The structure of TheoryExample - Explanation - QuizCombined Example is further refined by Kishōtenketsu. The hook, or theory, is the Ki; the example and explanation are part of the build, but also the shō, the quiz is the ten; and finally the concluding example, or payoff and climax, is the ketsu.

Writing Process - Metaphors

I believe we all learn through analogy, building up concepts which relate to pre-existing concepts. So, it was important to me to use as many metaphors as possible to try to ground readers when discussing programming concepts.

In the first chapter I introduce Object Oriented Programming (OOP). OpenLayers is built with this paradigm, so it was necessary for readers to have a passing understanding of it to de-mystify what was going on.

To communicate what OOP was, I wanted to use more engaging metaphors. Nearly all programmers learn OOP through analogies of bicycles or cars or buildings, but unless you're an architect it's hard to really care and connect to it. Instead, I used Batman, the concept of nouns, and MadLibs to teach it. This process was also wrapped up in the "Hook → Build → Payoff" structure: superheros were the hook, the build included a further explanation of the concept, and the payoff was an interactive MadLibs example.

Metaphors littered the book.

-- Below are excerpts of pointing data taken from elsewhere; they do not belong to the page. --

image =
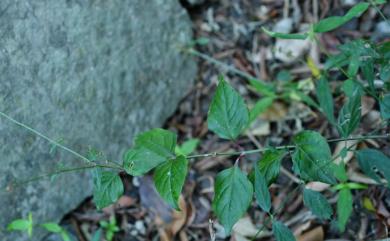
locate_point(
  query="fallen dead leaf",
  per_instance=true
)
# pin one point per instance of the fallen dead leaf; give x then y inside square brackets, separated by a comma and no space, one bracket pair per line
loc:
[316,234]
[277,111]
[245,227]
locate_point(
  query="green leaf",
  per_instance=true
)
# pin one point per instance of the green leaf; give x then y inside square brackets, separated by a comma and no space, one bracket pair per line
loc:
[350,114]
[140,160]
[22,225]
[312,157]
[301,96]
[228,115]
[373,163]
[285,35]
[159,141]
[97,235]
[108,187]
[151,149]
[282,232]
[260,106]
[344,208]
[385,72]
[368,71]
[187,147]
[65,236]
[317,203]
[269,164]
[340,173]
[52,227]
[262,194]
[169,179]
[384,105]
[233,195]
[324,96]
[331,23]
[19,224]
[353,66]
[337,61]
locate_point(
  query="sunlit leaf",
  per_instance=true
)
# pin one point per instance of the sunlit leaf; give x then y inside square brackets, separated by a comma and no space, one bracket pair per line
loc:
[107,189]
[325,98]
[169,179]
[350,114]
[312,157]
[374,164]
[228,115]
[151,149]
[331,23]
[344,208]
[260,106]
[317,203]
[384,104]
[233,195]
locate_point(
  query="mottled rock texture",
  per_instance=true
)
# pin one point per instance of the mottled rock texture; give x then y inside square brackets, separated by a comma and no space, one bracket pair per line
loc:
[90,73]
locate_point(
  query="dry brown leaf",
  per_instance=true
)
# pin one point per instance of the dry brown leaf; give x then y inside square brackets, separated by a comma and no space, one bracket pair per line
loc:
[179,218]
[277,111]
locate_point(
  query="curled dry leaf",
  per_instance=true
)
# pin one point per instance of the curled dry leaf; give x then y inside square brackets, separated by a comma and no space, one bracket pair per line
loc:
[245,227]
[316,234]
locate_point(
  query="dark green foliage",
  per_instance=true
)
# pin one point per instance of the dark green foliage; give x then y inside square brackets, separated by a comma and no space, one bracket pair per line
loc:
[374,164]
[169,179]
[317,203]
[312,157]
[233,195]
[228,115]
[108,187]
[282,232]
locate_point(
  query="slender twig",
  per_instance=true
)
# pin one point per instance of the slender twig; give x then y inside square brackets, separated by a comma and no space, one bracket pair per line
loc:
[287,147]
[380,12]
[60,171]
[56,143]
[221,64]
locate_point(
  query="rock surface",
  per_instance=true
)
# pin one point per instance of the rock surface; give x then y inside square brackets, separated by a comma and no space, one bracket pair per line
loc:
[88,73]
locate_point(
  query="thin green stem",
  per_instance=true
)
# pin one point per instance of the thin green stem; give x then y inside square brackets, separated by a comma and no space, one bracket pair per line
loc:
[61,171]
[286,147]
[379,11]
[56,143]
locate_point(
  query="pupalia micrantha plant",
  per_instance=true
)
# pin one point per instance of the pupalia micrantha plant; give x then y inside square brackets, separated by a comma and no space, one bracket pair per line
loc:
[366,68]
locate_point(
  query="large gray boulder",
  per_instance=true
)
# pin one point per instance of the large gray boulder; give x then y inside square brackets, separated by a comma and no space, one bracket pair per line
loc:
[90,73]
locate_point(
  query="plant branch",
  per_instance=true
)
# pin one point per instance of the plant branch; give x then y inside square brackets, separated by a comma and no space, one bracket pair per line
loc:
[61,171]
[56,143]
[286,147]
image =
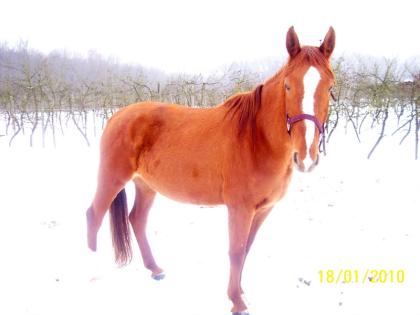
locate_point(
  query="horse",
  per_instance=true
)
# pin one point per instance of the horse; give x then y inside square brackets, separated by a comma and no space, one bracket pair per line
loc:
[240,153]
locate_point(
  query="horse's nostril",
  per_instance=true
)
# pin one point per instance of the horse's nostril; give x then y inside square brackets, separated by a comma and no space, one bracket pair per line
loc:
[295,158]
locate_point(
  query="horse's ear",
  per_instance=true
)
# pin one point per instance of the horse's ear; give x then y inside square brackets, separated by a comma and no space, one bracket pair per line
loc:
[328,44]
[292,42]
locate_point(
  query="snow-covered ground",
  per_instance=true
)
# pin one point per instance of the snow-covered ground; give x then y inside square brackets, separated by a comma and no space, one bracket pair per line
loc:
[350,214]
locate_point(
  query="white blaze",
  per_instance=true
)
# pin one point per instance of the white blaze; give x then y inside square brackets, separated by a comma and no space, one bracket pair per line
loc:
[310,83]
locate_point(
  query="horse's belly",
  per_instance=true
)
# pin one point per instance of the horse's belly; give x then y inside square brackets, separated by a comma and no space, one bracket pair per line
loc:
[185,184]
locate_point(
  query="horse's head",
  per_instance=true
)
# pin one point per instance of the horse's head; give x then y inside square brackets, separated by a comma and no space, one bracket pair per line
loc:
[307,86]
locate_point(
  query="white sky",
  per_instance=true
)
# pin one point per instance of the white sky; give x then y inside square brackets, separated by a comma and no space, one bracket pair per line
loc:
[192,36]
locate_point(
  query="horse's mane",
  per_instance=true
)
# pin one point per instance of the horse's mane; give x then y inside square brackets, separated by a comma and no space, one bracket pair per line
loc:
[244,108]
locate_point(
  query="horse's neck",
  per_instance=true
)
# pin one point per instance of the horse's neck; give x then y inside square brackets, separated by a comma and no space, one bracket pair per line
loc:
[272,115]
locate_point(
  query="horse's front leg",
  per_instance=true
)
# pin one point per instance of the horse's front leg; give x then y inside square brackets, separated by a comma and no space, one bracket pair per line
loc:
[240,220]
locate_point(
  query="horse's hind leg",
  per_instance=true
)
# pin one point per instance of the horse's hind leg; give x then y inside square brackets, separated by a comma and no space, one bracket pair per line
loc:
[138,219]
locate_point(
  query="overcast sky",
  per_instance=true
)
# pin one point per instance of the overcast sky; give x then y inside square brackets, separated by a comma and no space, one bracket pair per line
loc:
[193,36]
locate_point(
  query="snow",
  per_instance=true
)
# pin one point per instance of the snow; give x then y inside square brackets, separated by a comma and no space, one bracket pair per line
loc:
[349,214]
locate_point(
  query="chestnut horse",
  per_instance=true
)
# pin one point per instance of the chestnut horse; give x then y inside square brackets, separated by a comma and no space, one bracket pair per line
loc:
[240,153]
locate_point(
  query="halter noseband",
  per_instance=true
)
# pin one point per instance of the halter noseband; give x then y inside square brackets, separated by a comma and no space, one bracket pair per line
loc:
[321,128]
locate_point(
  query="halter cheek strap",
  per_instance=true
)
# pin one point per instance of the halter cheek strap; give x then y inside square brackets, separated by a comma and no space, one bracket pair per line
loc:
[321,128]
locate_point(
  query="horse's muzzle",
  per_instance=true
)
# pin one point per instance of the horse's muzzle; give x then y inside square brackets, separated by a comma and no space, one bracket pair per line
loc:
[306,165]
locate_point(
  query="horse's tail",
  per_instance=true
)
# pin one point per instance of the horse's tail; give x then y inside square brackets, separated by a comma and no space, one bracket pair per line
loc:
[120,229]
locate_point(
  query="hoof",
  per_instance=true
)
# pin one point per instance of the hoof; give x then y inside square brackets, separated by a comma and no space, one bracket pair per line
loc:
[159,276]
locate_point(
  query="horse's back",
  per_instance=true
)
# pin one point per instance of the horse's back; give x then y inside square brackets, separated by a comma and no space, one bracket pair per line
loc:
[177,151]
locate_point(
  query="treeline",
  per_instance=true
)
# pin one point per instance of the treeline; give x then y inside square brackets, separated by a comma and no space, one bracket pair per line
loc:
[45,92]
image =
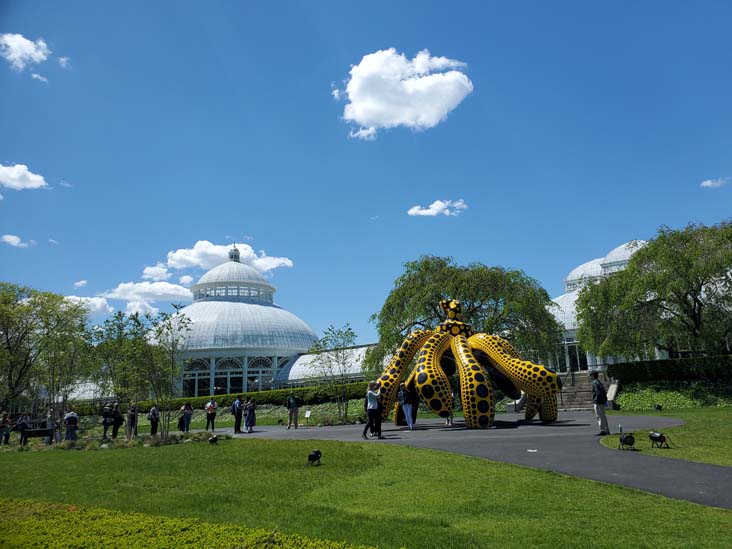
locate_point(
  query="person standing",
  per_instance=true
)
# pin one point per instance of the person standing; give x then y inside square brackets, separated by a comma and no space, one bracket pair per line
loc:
[210,408]
[373,396]
[236,409]
[292,404]
[404,397]
[599,400]
[107,420]
[50,427]
[117,419]
[71,421]
[154,417]
[187,415]
[251,411]
[5,427]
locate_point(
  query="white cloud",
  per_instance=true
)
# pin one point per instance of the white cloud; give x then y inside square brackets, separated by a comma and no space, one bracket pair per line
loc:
[207,255]
[715,183]
[94,305]
[157,272]
[19,177]
[19,51]
[141,307]
[440,207]
[13,240]
[386,90]
[149,292]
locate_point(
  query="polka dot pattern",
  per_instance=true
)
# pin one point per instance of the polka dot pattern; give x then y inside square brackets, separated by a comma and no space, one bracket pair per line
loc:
[393,373]
[476,391]
[535,380]
[432,383]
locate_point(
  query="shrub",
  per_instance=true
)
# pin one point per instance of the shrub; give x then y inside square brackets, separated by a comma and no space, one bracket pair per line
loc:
[680,369]
[674,395]
[40,524]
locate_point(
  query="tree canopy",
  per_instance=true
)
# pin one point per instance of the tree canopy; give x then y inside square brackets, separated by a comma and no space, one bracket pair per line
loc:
[675,294]
[494,300]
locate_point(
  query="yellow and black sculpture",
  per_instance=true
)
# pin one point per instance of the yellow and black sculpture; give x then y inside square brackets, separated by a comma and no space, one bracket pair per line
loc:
[478,359]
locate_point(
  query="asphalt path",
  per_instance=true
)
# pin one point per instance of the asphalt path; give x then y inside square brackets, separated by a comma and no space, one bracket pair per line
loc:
[569,446]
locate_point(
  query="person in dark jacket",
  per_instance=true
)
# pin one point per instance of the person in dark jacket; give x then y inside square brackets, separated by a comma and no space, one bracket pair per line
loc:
[599,400]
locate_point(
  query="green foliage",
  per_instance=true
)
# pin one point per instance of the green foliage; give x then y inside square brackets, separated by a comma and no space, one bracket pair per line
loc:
[494,300]
[316,394]
[676,294]
[38,524]
[265,484]
[674,395]
[709,368]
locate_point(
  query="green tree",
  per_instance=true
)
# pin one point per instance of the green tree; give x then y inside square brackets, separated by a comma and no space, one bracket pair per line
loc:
[332,364]
[494,300]
[65,347]
[675,294]
[169,333]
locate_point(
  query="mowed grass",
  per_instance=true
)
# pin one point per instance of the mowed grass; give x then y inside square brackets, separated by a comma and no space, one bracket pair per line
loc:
[706,437]
[372,494]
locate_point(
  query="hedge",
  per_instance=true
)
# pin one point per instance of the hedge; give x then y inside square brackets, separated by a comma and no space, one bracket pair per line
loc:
[317,394]
[41,524]
[679,369]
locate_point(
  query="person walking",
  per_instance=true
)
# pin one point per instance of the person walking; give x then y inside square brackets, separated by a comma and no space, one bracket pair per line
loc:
[5,428]
[373,396]
[106,420]
[251,411]
[71,421]
[187,411]
[404,397]
[292,404]
[154,417]
[237,410]
[599,400]
[211,408]
[117,419]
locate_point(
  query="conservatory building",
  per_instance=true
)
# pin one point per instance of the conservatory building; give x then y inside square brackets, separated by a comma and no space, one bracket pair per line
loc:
[239,339]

Most times when a new concept was introduced, a metaphor grounding the reader followed. By doing so, and using story telling techniques, many readers were able to easily follow along. It mirrored their natural problem solving process.


"What's this concept?" (Hook, Confusion) to
"Ok, here is something I already know." (Build, Grounding) to
"Ah, that familiar thing is like this new thing!" (Payoff, Understanding)

Conclusion

OpenLayers Beginner's Guide was a book aimed at novices, designed to provide all the knowledge required to create a complex web mapping application. The book explained programming concepts, GIS concepts, how to use OpenLayers. To craft a cohesive experience and encourage learning, I used story telling principles.

I am happy with the book's success. For three consecutive quarters it was Packt Publishing's bestseller, and remained in the top five bestselling books for two more quarters.

But, book sales weren't really my measurement for success. I strove to help people learn. I received many dozens of emails from people across the world expressing their gratitude. Even with a single one of these emails I would consider my efforts a success.

Because of its success, many people wanted a follow up for the newer version of OpenLayers. The follow up book, for which I was a co-author, was published in 2015 as OpenLayers Beginner's Guide 3.